The Troll subsea separation station is the only full size, subsea separation station actually installed and operating. The adaptation of this technology to ultra deepwater fields is a major challenge, calling for application of new radically improved methods for gravity based separation.
The oil and gas industry is known for its risk awareness, thus the process of adapting subsea separation to ultradeep water fields must be undertaken with care. However, in order to meet the demands of the future deepwater fields, some radical changes will be necessary.
This paper will focus on how subsea separation can be adapted to Ultra deepwater fields, and which principles can be used inthe next generation of ultra deepwater subsea systems, "NuDeep" /1/
It is important to understand that subsea separation is one of several subsea processing concepts applicable to such fields.
Bulk water separation as provided by The Troll subsea separation station (will initially (first 3-4 years) have little significant impact. The water cut ratio is normally less than 20 % and the separation of this water will not have crucial impact on production rates or liquid load on the host.
When water/oil ratios increase to higher percentages, the separation and water removal will cause less pressure drop in the pipeline. In particular, the static liquid head in the riser will decrease and impact on production rates will be significant. Strongly reduced liquid load on the host will enable tie-in of new fields and also reduce discharge to sea of polluted produced water (if treated and dumped and not reinjected). It is important to recognize that for a field with large water production, the gain in driving pressure is very large by applying subsea separation. The calculation example shown below shows how increasing water production slows down natural production as compared to a production with water separation on the seabed.
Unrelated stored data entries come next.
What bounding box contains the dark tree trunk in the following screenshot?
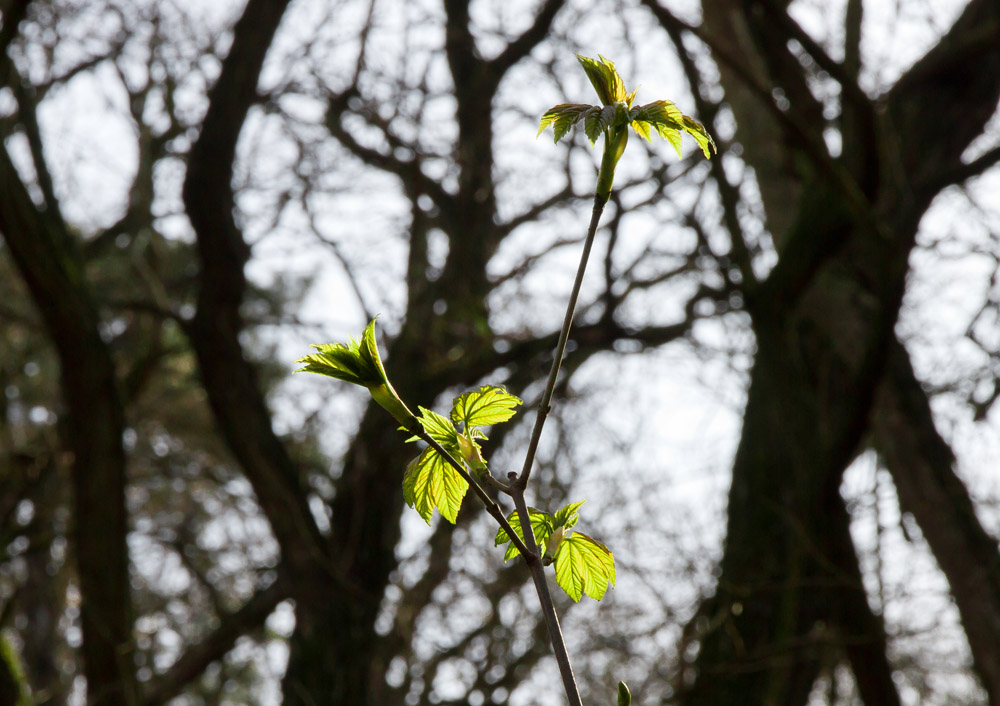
[679,205,902,706]
[876,343,1000,704]
[1,137,136,706]
[669,1,1000,703]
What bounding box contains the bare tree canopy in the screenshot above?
[1,0,999,704]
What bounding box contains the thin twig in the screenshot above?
[415,402,582,705]
[515,195,606,490]
[504,193,606,706]
[509,475,583,706]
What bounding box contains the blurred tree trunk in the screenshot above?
[1,125,137,706]
[285,0,564,696]
[669,1,1000,703]
[182,0,564,702]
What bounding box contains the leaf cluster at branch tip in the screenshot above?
[294,318,416,426]
[298,321,524,526]
[538,54,716,160]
Figure 1, Comparasion of production with and without subsea separation(Available in full paper)
If the performance of the subsea separation station can be improved to none hydrate forming amounts of remaining water in oil, the benefits of subsea separation expands significantly. Insulation, heating and injection of hydrate inhibitors can be eliminated or reduced or tie back distances increased. The savings will mainly be in the initial investments, and have a very positive influence on the net resent value of the project. In deep waters the effect of this will increase. Due to the high ambient pressure, the hydrate formation temperature will be higher and the shut down time prior to hydrate formation much shorter (ref. Fig 2), hence the insulation requirements will be higher.